After moving its 2020 edition to December and shifting to online-only viewing, New Directors/New Films returned to its usual springtime slot for its 50th iteration in 2021, combining virtual screenings with in-person ones at the Museum of Modern Art and Film at Lincoln Center. The fest celebrated its golden anniversary with a streamable selection of films that played at ND/NF in years past — early work by luminaries such as Chantal Akerman, Charles Burnett, Lee Chang-dong, Christopher Nolan, and Humberto Solás. However, this well-deserved victory lap was just a sidebar to the main program: 27 new feature films, along with two programs of shorts. I’ve chosen six favorites from this year’s slate to write about here.

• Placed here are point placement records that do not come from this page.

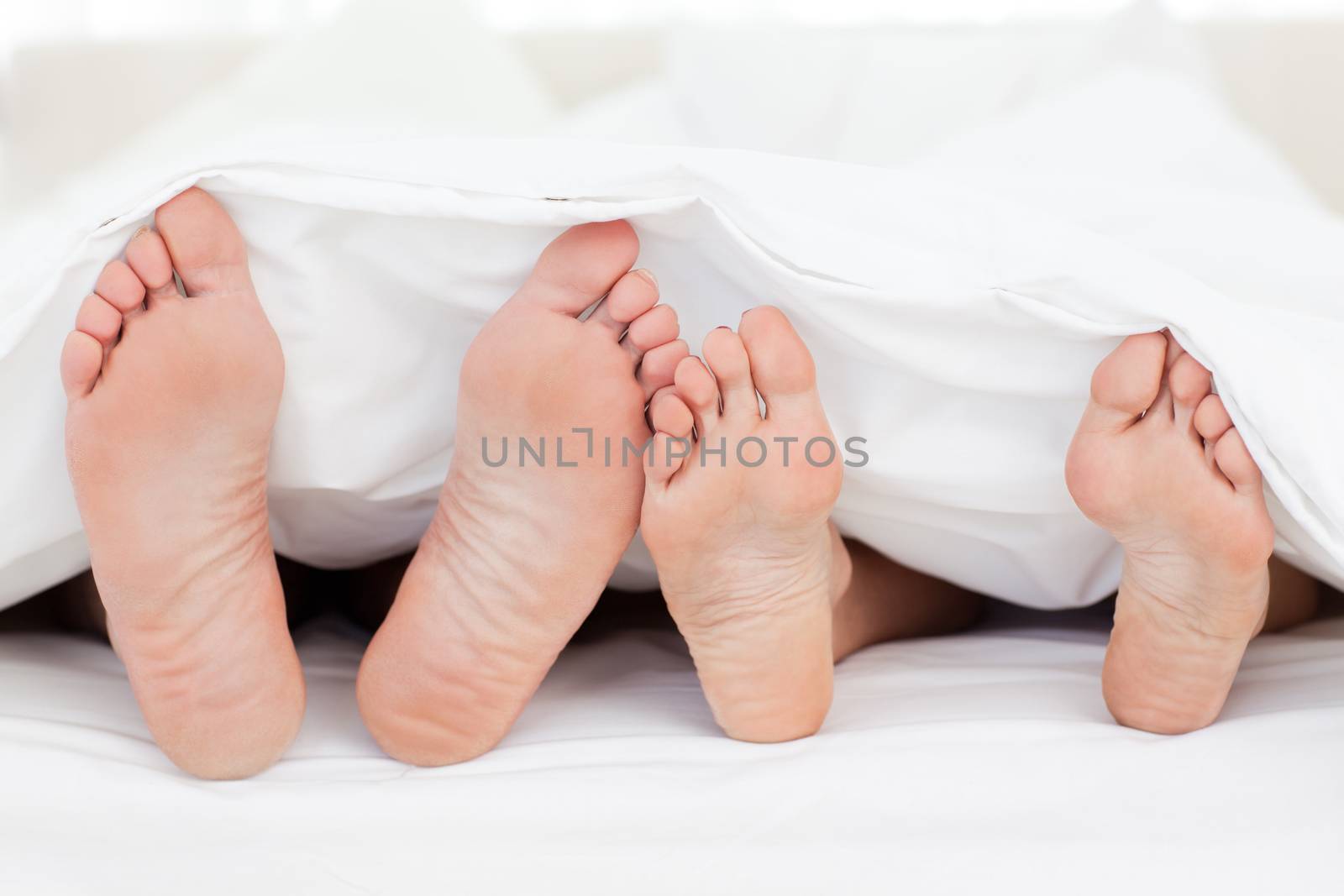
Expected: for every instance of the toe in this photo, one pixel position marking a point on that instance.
(658, 369)
(727, 358)
(1164, 406)
(81, 360)
(671, 421)
(1126, 385)
(696, 385)
(651, 329)
(1211, 418)
(1236, 464)
(1189, 383)
(120, 288)
(581, 266)
(669, 414)
(633, 295)
(98, 318)
(205, 244)
(148, 258)
(781, 365)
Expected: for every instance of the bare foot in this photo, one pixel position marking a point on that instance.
(1158, 463)
(746, 558)
(172, 402)
(517, 553)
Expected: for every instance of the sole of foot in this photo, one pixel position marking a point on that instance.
(171, 406)
(524, 537)
(1158, 463)
(739, 528)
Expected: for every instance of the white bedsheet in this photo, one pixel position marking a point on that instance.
(974, 763)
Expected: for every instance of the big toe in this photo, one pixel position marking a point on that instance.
(581, 266)
(1126, 383)
(781, 364)
(206, 248)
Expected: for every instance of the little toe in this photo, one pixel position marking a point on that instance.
(1126, 385)
(98, 318)
(1211, 418)
(81, 359)
(207, 251)
(696, 385)
(633, 295)
(120, 288)
(1236, 461)
(727, 358)
(651, 329)
(1189, 383)
(669, 414)
(658, 367)
(148, 258)
(581, 265)
(671, 421)
(781, 365)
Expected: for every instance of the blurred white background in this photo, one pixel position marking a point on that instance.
(80, 78)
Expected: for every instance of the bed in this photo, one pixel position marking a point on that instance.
(978, 762)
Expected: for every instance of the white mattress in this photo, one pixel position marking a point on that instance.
(978, 762)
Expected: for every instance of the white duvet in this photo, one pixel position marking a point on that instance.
(956, 301)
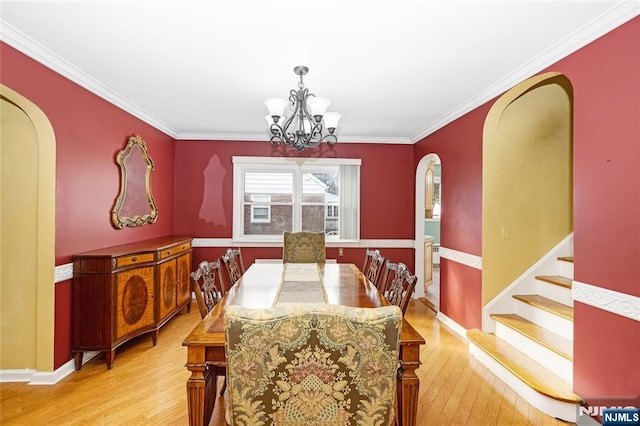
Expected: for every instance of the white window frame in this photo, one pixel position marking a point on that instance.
(261, 201)
(333, 208)
(295, 165)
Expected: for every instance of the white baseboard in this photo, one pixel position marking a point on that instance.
(457, 328)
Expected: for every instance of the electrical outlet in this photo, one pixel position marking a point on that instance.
(506, 233)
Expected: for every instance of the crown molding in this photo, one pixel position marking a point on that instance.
(615, 302)
(614, 17)
(261, 137)
(617, 15)
(36, 51)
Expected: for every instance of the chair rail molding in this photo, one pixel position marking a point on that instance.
(460, 257)
(63, 273)
(612, 301)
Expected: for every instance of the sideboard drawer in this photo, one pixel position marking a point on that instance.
(134, 259)
(172, 251)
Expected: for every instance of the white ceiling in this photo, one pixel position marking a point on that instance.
(397, 70)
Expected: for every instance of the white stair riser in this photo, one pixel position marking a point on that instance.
(551, 360)
(545, 319)
(549, 406)
(555, 292)
(565, 269)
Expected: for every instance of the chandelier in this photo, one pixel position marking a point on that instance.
(301, 126)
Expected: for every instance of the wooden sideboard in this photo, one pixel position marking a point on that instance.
(122, 292)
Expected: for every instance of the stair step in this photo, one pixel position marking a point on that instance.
(523, 367)
(557, 280)
(541, 335)
(548, 305)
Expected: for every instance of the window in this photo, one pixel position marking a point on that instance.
(260, 208)
(274, 195)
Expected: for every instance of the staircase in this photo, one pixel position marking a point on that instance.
(531, 349)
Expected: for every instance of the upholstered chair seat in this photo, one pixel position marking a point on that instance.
(312, 364)
(304, 247)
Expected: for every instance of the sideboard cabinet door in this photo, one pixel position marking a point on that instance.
(174, 289)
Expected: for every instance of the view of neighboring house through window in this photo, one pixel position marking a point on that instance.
(274, 195)
(260, 208)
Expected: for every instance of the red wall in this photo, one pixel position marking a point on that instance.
(606, 81)
(204, 203)
(89, 132)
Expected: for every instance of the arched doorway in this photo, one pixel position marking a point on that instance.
(427, 228)
(27, 217)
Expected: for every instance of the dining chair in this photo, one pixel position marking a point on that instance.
(373, 267)
(233, 266)
(304, 247)
(398, 284)
(312, 363)
(208, 294)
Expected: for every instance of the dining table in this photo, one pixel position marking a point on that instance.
(264, 285)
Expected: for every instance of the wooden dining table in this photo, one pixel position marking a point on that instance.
(261, 286)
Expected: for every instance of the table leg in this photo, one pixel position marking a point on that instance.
(407, 386)
(201, 393)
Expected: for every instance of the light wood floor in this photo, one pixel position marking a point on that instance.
(147, 385)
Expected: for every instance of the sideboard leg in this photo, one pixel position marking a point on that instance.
(77, 358)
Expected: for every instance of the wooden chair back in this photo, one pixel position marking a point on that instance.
(304, 247)
(373, 267)
(398, 284)
(233, 266)
(205, 284)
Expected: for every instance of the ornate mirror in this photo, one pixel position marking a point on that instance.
(135, 205)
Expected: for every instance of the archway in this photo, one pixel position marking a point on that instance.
(421, 190)
(31, 338)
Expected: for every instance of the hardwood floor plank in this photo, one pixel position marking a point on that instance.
(147, 385)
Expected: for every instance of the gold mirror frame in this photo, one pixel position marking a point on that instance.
(135, 205)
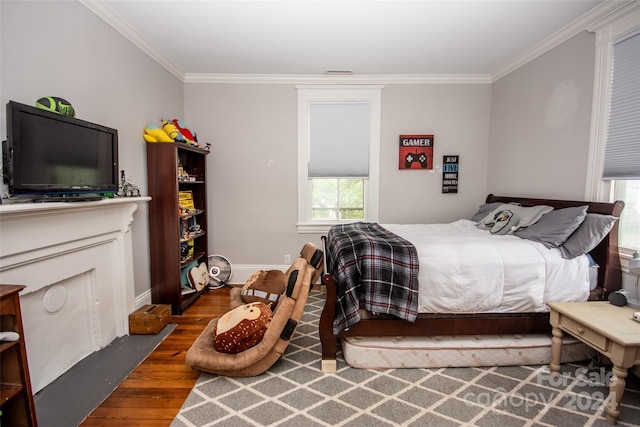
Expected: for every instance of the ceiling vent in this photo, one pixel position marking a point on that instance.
(339, 72)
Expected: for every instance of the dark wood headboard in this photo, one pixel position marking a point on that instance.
(606, 254)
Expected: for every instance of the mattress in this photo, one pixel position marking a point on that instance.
(457, 351)
(466, 269)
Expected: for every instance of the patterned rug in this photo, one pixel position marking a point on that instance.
(294, 392)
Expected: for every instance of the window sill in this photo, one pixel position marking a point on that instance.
(321, 227)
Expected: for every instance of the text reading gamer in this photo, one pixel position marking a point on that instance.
(416, 142)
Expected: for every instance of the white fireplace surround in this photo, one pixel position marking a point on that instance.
(76, 262)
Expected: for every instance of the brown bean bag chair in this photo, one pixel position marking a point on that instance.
(257, 359)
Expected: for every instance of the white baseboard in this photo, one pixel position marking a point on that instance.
(240, 273)
(143, 299)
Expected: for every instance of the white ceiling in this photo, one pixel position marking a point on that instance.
(310, 37)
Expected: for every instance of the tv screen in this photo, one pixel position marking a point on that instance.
(48, 153)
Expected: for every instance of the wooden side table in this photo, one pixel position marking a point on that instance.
(606, 328)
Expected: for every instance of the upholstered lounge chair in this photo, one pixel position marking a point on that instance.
(203, 356)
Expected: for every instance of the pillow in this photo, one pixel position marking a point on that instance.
(527, 215)
(241, 328)
(483, 210)
(554, 227)
(588, 235)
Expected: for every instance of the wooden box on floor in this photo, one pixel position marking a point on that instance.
(150, 319)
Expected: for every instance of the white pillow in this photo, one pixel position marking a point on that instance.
(528, 215)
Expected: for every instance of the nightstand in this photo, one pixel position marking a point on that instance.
(606, 328)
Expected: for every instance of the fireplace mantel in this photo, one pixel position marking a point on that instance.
(76, 261)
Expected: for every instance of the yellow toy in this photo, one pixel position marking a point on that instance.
(153, 133)
(171, 130)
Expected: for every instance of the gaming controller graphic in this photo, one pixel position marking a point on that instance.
(417, 157)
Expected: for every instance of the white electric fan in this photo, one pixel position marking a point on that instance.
(219, 271)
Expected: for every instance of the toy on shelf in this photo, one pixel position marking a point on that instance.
(153, 133)
(173, 130)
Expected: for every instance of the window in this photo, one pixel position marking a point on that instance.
(614, 171)
(629, 227)
(622, 153)
(338, 155)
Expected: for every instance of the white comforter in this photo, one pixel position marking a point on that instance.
(464, 269)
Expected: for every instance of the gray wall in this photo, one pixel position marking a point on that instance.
(540, 121)
(253, 165)
(106, 78)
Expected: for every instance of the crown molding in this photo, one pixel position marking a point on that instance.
(585, 22)
(110, 17)
(321, 79)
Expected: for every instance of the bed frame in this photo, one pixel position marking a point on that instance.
(609, 280)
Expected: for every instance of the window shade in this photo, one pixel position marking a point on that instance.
(622, 155)
(339, 139)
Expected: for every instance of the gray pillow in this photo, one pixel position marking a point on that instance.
(592, 230)
(554, 227)
(484, 209)
(527, 215)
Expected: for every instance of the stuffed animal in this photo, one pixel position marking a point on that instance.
(188, 134)
(264, 286)
(153, 133)
(241, 328)
(172, 131)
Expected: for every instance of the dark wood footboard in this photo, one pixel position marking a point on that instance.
(424, 326)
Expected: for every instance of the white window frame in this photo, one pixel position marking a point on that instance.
(618, 25)
(308, 94)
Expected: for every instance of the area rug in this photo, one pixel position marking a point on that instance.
(294, 392)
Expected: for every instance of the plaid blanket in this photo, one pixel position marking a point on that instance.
(374, 269)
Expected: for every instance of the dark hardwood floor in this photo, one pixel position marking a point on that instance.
(154, 392)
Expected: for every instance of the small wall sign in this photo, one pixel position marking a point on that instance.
(416, 152)
(450, 169)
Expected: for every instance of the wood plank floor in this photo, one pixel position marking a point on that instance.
(154, 392)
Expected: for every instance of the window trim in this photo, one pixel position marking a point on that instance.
(618, 25)
(340, 93)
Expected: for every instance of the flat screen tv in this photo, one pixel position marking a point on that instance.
(48, 154)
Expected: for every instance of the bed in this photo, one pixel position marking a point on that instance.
(516, 319)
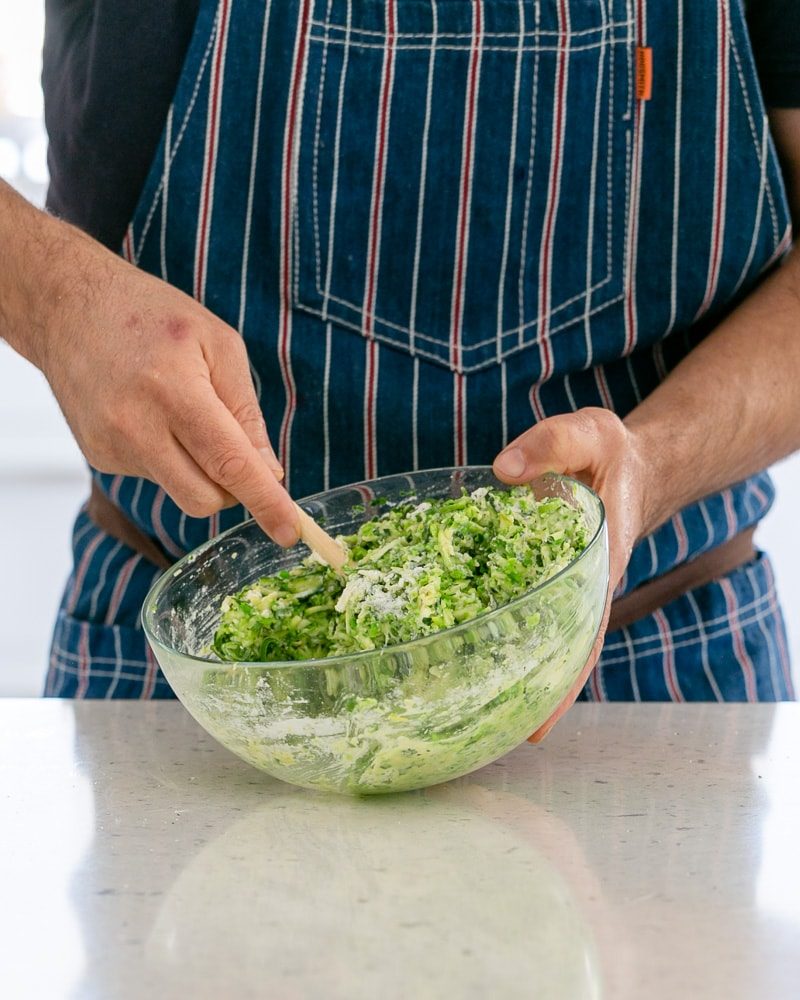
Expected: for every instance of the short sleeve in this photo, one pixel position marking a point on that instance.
(775, 34)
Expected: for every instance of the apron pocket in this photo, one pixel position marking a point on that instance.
(460, 172)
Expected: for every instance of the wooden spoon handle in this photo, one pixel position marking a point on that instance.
(319, 541)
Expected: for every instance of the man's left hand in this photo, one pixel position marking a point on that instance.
(594, 446)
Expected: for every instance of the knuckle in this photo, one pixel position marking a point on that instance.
(271, 505)
(228, 468)
(199, 504)
(595, 419)
(248, 413)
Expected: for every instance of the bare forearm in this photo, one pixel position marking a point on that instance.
(731, 408)
(40, 261)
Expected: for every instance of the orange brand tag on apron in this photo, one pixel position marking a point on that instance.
(644, 73)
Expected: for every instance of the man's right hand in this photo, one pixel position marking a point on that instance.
(151, 383)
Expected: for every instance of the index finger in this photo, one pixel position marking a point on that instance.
(218, 444)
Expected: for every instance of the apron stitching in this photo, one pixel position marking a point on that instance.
(428, 355)
(551, 209)
(417, 334)
(335, 179)
(207, 186)
(509, 186)
(413, 334)
(178, 139)
(676, 176)
(591, 210)
(292, 131)
(330, 26)
(165, 199)
(374, 240)
(631, 316)
(252, 184)
(721, 164)
(315, 167)
(763, 159)
(464, 48)
(734, 46)
(423, 180)
(534, 123)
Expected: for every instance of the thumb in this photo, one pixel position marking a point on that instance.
(569, 443)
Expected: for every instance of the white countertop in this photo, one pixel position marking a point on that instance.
(641, 852)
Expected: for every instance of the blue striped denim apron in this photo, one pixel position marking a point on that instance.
(435, 222)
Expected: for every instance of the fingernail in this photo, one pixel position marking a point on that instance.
(510, 463)
(271, 459)
(285, 535)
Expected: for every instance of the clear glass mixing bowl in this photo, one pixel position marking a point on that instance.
(390, 719)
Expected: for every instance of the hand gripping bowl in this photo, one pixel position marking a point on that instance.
(391, 719)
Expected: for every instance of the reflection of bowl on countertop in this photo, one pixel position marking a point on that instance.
(389, 719)
(378, 898)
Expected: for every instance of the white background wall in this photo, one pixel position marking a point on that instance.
(42, 476)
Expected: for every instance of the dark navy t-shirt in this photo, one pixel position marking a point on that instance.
(111, 67)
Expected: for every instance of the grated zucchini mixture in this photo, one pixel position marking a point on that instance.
(414, 570)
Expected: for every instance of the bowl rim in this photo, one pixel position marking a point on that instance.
(354, 658)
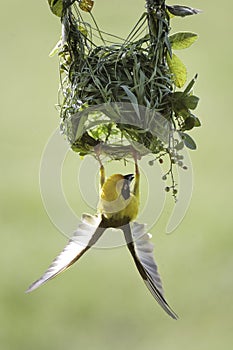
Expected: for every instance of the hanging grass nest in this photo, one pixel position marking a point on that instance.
(124, 93)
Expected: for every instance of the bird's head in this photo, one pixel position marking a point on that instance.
(118, 184)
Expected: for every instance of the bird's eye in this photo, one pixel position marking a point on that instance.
(125, 190)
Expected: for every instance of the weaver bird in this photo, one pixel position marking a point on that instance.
(118, 207)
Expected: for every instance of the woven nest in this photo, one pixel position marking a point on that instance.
(122, 93)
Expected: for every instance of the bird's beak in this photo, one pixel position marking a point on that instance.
(129, 177)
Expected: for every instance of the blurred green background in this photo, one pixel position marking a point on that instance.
(101, 303)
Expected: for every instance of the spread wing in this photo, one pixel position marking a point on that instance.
(86, 235)
(142, 252)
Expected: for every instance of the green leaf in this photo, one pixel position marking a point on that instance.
(177, 69)
(191, 101)
(182, 40)
(188, 141)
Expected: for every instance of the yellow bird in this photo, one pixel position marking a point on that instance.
(118, 208)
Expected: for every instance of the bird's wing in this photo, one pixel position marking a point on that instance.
(86, 235)
(142, 252)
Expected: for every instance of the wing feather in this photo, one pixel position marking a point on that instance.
(142, 252)
(85, 236)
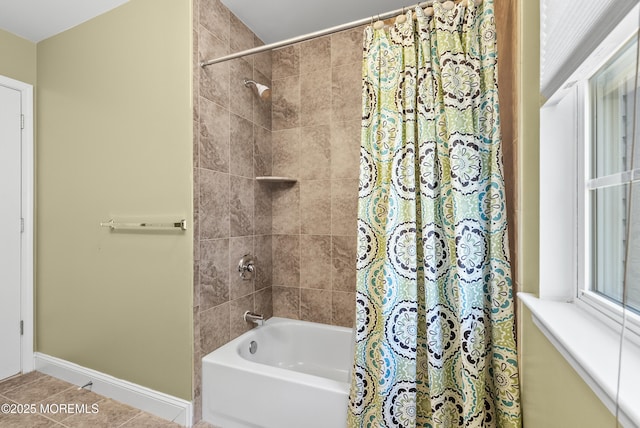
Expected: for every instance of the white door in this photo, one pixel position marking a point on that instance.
(10, 230)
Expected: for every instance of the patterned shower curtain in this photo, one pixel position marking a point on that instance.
(435, 338)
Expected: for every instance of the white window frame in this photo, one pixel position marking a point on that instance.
(607, 310)
(584, 327)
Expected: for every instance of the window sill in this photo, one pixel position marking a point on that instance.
(592, 349)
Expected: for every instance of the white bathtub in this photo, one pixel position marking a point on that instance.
(298, 377)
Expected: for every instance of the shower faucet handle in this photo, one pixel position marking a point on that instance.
(246, 267)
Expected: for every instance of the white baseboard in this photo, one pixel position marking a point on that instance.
(146, 399)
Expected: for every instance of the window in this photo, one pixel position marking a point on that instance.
(612, 213)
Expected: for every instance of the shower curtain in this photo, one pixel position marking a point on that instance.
(435, 339)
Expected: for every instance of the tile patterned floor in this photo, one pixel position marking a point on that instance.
(39, 392)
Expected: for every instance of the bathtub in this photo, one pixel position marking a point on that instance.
(297, 377)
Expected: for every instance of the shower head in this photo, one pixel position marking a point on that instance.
(263, 91)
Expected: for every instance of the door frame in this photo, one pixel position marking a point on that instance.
(27, 209)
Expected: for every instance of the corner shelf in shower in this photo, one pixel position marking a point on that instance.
(275, 179)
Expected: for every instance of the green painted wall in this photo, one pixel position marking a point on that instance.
(17, 58)
(553, 394)
(115, 140)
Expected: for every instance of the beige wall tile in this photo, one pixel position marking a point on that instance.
(345, 149)
(315, 305)
(241, 200)
(343, 263)
(315, 54)
(286, 302)
(286, 62)
(263, 302)
(214, 328)
(315, 261)
(262, 110)
(315, 207)
(214, 79)
(214, 136)
(214, 273)
(241, 102)
(286, 152)
(315, 153)
(286, 260)
(241, 37)
(237, 308)
(241, 146)
(285, 208)
(262, 151)
(285, 104)
(264, 262)
(214, 16)
(344, 207)
(214, 204)
(315, 98)
(346, 47)
(262, 209)
(343, 308)
(346, 101)
(238, 247)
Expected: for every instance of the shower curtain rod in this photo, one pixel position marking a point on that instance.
(315, 34)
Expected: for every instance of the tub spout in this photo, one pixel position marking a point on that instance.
(253, 317)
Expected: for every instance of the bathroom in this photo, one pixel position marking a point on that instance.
(170, 139)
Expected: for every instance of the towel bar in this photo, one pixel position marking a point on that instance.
(182, 224)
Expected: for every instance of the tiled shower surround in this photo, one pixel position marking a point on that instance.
(232, 212)
(304, 234)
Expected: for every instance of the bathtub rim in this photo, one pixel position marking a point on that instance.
(228, 355)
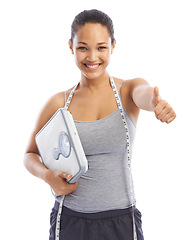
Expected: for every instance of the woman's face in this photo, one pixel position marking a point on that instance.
(92, 49)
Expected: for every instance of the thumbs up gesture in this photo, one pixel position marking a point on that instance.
(163, 111)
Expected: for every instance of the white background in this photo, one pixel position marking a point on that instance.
(154, 41)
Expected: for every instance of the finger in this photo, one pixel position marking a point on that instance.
(171, 119)
(163, 113)
(159, 108)
(65, 175)
(156, 92)
(166, 117)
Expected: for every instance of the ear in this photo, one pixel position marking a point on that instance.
(71, 46)
(113, 46)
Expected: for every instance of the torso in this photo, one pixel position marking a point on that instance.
(87, 106)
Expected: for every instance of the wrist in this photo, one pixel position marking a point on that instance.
(46, 175)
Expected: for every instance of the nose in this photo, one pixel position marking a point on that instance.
(92, 56)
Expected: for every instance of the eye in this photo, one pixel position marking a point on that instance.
(102, 48)
(82, 48)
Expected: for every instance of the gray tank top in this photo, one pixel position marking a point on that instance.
(106, 185)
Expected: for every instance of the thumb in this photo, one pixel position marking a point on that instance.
(65, 175)
(156, 96)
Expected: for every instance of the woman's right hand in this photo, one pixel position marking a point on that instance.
(57, 181)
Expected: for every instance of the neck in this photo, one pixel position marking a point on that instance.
(95, 83)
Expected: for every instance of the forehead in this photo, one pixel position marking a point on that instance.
(92, 32)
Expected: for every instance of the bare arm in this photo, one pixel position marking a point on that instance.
(32, 160)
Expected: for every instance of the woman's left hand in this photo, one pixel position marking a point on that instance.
(162, 109)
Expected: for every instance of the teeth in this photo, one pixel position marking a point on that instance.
(92, 66)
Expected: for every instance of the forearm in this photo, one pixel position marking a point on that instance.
(35, 166)
(143, 97)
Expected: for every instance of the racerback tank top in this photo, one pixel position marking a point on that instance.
(106, 185)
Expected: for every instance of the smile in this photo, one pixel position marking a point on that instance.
(92, 66)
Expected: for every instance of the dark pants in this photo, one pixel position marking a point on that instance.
(108, 225)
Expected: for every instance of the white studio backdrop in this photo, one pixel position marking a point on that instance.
(155, 42)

<i>We<i> photo © Sarah Blum TOTEM FESTIVALS

Alice Diop’s documentary We is ostensibly structured around the RER B train line that traverses Paris and its surrounding suburbs from north to south. But the film’s true subject only gradually comes into view as the director leads us through several locations and neighborhoods along the train’s route. We meet a Malian immigrant who works as an auto mechanic and lives out of his van; Diop’s sister, a health care worker who goes from door to door checking on her elderly patients and administering their medications; a gathering of French Catholics observing the death of Louis XVI. Diop adds an auto-biographical element to the mix by incorporating home-video footage of her late parents, working-class immigrants from Senegal who paid into a fund that would send their bodies back to their homeland for burial after they died.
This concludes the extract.